Nunez putting together dominant streak: Leo Nunez is 2-0 with seven saves and has allowed just one run in 15 1/3 innings with the Marlins. He has allowed just five walks, has 17 strikeouts and opposing batters are hitting just .104 against him.
"He's throwing 95 and has a great changeup going and has added that slider," catcher John Baker told the South Florida Sun-Sentinel. "Last year guys could sit on one speed and now he has three, and that is big for him now. That and getting ahead."
"He has been attacking the strike zone," pitching coach Randy St. Claire said. "His walks are way down. He is being aggressive. That is the key to success."
Bernadina snags the Elvis wig after breaking out: The Nationals have confidence in Roger Bernadina and the 26-year-old Curacao native earned the team's silver Elvis wig for his effort against the Mets on Wednesday night.
"He's made some strides," general manager Mike Rizzo told the The Washington Post of Bernadina. "You keep thinking he's getting close and close and close, and today he showed a flash of what he could be."
Loney on pace for another huge RBI year: James Loney has driven in 90 runs in back-to-back seasons. This year he is hitting .324 and is on pace to drive in 110 runs with 14 homers.
"I'm just trying to drive the ball, and I feel like I'm driving the ball better," Loney told the Los Angeles Times. "That's just from squaring up the ball against the bat better, too. Plus there are the workouts you put in, getting stronger. I think it's a combination of things."
Dunston sees bright future for Castro: Count former Cubs star Shawon Dunston among shortstop Starlin Castro's fans.
"I saw him in Spring Training and he is really polished," Dunston told the Chicago Tribune. "He was much smoother than I was. He just needs to concentrate on playing; don't worry about what people say good about him or bad about him."

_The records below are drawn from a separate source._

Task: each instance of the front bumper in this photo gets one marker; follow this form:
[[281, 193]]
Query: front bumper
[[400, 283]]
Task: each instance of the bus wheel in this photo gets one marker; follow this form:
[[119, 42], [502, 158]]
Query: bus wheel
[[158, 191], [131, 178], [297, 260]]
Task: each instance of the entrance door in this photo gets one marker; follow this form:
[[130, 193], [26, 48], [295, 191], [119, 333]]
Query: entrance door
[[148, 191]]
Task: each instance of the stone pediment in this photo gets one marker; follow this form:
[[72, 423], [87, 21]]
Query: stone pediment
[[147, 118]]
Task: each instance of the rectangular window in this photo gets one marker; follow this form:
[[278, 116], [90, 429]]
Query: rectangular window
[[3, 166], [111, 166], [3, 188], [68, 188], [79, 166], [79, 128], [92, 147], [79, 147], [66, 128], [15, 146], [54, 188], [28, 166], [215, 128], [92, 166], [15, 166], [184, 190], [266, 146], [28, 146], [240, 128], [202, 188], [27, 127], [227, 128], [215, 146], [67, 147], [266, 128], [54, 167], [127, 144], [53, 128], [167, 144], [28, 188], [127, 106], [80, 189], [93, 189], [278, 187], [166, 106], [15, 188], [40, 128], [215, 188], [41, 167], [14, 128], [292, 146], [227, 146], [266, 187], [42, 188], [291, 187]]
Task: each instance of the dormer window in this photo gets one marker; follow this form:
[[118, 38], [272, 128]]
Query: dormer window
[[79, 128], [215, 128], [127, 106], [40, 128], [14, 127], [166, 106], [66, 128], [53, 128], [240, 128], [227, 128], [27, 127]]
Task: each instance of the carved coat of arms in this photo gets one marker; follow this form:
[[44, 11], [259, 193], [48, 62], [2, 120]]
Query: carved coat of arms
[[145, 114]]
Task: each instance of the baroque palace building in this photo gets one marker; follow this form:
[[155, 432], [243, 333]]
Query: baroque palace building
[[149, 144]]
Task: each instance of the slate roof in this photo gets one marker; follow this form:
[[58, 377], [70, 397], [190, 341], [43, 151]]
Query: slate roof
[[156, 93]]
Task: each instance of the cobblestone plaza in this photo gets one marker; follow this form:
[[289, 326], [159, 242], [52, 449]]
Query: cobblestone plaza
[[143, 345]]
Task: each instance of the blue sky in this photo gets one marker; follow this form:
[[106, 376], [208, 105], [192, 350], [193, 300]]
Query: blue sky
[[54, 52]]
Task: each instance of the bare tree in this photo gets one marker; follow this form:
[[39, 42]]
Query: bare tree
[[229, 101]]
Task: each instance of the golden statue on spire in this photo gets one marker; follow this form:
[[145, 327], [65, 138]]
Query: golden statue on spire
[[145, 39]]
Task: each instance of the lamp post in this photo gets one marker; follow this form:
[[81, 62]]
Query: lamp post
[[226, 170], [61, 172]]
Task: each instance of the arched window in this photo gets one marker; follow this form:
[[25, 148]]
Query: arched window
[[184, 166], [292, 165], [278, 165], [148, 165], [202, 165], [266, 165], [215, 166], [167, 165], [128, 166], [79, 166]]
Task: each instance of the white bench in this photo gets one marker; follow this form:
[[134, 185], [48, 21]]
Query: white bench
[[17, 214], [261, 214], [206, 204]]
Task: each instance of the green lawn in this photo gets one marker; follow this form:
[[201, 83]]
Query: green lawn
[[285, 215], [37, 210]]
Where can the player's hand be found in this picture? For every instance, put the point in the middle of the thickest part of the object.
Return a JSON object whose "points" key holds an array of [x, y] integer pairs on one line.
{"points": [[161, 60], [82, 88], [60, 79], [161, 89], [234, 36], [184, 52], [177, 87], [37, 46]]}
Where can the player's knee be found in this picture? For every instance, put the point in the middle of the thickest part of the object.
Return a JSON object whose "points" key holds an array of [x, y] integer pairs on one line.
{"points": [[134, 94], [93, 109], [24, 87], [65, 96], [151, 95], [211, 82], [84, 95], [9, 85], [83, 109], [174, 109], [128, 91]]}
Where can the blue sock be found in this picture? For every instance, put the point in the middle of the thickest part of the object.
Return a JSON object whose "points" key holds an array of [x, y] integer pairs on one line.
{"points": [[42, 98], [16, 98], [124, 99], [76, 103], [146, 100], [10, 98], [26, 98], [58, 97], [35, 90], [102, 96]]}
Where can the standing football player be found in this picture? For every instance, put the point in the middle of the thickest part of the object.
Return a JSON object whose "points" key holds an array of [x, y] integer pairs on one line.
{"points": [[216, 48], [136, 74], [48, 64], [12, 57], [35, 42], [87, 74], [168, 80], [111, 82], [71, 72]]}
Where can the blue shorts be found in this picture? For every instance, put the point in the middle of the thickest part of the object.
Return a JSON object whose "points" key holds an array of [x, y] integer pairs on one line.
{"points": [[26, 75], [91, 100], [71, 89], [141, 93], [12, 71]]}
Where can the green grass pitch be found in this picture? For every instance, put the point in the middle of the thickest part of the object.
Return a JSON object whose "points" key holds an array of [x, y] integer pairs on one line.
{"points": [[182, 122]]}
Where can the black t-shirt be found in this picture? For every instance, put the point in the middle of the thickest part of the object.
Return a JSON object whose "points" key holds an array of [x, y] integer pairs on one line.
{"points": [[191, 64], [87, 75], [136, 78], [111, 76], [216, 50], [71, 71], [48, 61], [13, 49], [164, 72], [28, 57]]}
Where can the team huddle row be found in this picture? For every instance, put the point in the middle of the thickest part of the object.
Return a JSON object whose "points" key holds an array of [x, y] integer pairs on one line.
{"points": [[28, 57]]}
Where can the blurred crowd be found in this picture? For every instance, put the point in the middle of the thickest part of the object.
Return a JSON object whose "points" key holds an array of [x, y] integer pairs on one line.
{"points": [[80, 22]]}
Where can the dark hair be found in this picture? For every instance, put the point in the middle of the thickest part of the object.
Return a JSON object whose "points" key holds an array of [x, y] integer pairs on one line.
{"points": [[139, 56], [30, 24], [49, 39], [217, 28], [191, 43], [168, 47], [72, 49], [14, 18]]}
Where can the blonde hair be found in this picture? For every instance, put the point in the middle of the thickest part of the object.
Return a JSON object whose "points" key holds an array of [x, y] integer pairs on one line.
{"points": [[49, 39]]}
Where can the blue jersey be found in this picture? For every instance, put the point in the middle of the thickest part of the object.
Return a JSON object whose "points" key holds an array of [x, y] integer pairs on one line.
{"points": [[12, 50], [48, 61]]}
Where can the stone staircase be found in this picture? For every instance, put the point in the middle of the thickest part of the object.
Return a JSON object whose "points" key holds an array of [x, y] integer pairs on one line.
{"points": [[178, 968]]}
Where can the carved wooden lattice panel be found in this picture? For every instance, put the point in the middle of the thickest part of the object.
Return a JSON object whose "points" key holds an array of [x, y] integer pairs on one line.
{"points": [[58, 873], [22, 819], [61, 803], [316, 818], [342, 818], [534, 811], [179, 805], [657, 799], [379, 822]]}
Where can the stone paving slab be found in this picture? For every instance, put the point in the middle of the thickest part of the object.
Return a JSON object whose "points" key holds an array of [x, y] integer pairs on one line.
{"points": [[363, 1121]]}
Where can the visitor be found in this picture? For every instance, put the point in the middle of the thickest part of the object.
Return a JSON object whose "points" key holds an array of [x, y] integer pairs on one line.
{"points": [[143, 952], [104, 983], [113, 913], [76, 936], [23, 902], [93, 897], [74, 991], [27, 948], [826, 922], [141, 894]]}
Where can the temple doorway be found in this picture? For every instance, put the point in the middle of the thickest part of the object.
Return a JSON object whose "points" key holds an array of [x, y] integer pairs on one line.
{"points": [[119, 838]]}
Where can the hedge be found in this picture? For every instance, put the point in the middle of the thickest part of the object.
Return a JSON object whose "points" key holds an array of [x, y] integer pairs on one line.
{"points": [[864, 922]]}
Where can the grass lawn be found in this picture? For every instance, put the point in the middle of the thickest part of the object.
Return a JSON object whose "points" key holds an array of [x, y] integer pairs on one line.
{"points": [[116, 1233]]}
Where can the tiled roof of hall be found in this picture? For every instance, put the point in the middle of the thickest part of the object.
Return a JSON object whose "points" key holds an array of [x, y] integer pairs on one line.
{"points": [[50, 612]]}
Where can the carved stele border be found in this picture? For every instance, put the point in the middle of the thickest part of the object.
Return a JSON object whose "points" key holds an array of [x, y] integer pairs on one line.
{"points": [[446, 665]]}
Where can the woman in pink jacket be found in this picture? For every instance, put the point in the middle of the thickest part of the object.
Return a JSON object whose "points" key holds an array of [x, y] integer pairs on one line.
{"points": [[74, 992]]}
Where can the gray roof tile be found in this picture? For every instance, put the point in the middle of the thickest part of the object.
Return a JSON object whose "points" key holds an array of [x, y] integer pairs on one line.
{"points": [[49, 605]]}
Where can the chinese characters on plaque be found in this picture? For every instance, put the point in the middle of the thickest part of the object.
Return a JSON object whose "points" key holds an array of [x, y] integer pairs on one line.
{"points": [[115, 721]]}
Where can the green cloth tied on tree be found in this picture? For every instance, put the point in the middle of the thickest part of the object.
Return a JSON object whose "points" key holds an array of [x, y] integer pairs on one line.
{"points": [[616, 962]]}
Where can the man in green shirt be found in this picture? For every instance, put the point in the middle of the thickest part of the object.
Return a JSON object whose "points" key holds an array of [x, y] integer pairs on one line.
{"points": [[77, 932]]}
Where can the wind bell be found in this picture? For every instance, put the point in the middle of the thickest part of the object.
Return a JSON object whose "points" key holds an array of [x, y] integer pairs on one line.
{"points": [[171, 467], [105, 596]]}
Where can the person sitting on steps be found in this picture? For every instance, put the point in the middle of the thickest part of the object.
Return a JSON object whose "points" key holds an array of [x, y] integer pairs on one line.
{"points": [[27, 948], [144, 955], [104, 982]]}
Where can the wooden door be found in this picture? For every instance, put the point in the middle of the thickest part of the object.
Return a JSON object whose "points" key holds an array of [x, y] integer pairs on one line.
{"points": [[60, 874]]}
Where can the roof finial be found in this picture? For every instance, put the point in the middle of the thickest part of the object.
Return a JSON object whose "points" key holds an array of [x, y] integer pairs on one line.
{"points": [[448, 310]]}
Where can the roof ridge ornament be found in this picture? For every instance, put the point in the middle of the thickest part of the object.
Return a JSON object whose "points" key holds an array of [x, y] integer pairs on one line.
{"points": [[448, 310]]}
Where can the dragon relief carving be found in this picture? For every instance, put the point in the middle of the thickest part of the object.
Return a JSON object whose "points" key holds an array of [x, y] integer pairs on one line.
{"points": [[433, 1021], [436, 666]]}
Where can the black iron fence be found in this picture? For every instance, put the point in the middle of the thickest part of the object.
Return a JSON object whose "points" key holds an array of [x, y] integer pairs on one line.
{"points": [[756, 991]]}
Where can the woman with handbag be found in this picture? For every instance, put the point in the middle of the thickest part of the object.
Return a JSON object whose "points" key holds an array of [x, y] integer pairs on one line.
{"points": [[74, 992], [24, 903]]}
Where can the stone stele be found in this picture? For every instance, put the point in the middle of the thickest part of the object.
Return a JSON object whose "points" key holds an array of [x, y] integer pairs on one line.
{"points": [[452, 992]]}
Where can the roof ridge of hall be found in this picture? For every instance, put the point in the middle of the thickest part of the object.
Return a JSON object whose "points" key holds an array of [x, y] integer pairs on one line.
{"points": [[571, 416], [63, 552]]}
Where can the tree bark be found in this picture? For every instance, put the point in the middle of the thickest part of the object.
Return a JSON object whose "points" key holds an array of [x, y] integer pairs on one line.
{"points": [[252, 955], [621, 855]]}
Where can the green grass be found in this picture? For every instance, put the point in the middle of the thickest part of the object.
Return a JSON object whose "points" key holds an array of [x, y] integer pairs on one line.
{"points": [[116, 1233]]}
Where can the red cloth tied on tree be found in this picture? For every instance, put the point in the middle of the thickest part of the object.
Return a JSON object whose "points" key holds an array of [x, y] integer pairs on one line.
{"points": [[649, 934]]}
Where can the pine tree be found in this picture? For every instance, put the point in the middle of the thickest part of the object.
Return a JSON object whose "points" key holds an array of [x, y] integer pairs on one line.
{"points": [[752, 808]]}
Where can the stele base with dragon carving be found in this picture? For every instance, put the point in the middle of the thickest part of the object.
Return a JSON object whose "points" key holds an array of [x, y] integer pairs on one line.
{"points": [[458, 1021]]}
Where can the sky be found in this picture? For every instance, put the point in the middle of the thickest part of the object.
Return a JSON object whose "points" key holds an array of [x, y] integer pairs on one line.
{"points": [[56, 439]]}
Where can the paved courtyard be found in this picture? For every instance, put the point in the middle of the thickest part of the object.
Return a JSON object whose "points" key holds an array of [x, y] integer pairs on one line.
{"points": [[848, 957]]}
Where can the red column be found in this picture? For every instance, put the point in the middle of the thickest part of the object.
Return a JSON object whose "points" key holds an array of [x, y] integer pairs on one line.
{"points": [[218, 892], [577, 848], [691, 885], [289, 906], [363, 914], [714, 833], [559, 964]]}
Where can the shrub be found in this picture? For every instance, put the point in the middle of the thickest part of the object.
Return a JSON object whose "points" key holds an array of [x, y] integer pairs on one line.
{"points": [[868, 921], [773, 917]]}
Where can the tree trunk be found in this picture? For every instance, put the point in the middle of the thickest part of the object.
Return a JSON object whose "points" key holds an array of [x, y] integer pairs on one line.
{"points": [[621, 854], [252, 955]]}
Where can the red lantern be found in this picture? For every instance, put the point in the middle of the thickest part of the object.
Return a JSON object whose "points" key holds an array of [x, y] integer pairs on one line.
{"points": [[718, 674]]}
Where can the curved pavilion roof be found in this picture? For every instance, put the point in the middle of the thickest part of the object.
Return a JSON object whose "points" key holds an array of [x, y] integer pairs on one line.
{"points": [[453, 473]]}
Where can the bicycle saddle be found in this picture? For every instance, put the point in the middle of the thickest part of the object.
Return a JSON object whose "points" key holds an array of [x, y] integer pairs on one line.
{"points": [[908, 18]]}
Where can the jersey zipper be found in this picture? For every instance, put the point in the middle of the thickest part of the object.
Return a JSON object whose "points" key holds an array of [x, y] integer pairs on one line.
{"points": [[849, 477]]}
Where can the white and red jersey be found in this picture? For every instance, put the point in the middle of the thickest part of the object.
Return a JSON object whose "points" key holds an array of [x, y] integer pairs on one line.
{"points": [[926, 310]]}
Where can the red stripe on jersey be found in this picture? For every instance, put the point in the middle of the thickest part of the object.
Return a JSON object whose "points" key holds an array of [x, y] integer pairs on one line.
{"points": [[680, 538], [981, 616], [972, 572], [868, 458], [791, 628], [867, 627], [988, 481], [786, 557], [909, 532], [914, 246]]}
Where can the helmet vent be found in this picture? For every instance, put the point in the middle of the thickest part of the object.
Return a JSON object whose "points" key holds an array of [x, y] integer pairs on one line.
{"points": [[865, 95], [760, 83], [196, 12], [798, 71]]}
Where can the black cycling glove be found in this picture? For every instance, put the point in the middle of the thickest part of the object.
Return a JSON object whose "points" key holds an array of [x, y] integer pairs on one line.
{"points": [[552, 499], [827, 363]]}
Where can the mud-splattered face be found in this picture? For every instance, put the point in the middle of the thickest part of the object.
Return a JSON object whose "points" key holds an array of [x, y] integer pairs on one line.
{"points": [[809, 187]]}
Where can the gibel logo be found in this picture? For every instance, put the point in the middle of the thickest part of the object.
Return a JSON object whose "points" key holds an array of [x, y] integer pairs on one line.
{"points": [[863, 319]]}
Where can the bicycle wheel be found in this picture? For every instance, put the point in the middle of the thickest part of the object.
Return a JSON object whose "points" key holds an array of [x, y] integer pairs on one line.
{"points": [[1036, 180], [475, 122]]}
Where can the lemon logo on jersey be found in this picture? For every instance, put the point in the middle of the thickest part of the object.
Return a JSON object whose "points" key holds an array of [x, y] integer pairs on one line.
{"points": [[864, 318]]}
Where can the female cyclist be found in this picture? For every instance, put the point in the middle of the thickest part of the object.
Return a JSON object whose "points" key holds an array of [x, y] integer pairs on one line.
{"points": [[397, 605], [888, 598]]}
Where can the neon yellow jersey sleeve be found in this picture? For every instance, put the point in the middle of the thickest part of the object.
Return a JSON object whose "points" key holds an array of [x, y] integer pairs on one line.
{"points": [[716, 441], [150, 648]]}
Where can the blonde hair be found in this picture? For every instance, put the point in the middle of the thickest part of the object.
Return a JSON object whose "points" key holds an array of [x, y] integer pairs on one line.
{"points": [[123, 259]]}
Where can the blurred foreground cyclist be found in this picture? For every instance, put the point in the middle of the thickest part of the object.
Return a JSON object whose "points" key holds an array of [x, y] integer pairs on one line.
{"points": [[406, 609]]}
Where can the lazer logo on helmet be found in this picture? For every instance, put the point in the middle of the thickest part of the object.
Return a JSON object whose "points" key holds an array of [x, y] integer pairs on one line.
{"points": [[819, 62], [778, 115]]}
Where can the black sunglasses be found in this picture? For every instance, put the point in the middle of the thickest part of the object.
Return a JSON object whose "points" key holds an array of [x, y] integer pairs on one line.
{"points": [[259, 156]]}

Austin Jackson gets rave reviews from Damon: Veteran teammate Johnny Damon is impressed with rookie center fielder Austin Jackson.
"I knew he was a very good player in the Yankees organization, and I got to see him quite a bit," Damon told the Detroit News. "The development that he's made from last year is amazing. He's a Gold Glove-type of center fielder and a guy who's very smart. He understands the game, and he's around some veterans who understand the game.
"He was ready two years ago to be called up to the big leagues. Unfortunately in New York, there was logjam, and he had to keep paying his dues and had to sit down there in Double-A or Triple-A. I felt like he's been ready, and fortunately for him at the age of 23 now, he's already blossomed."
This story was not subject to the approval of Major League Baseball or its clubs.